Weslaco, Texas — Potentially thousands of migrant children held in government-sponsored detention centers may soon be released after a policy reversal from the Trump administration.

The Department of Health and Human Services said it will no longer require FBI fingerprinting of all adults living with prospective sponsors-- information that was then shared with Immigration and Customs Enforcement. The announcement essentially cancels the policy put in place six months ago.

The reversal could lead to speedier releases of the nearly 1,500 migrant children held at detention centers and shelters across the country, including the ‘tent city’ in Tornillo, Texas where there’s roughly 2,800 teens.
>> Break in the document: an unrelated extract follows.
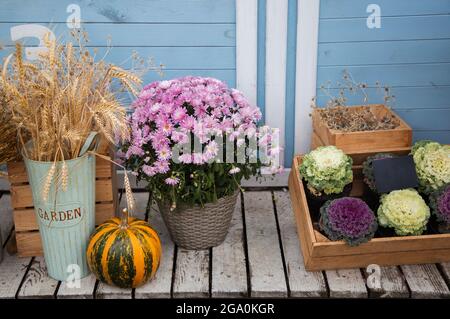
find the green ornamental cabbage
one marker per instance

HHS’s Office of Refugee Resettlement determined the fingerprinting policy affected the timely release of children because of the fear ICE would use the information to target other undocumented immigrants in the household.

The move comes as the contract between HHS and the San Antonio-bases non-profit BCFS, which runs the Tornillo facility, is set to expire on Dec. 31 with no word yet on a renewal.

Congressman Will Hurd, whose district includes Tornillo, expressed concern about the effects of child detention and called for a long-term solution in Central America.

“We should be talking about increasing funding to USAID and State Department in order to deal with violence and economic issues in those countries, which are the drivers of that net migration here to the United States,” said Hurd.

FBI fingerprinting for actual sponsors will continue as part of the vetting process for qualification.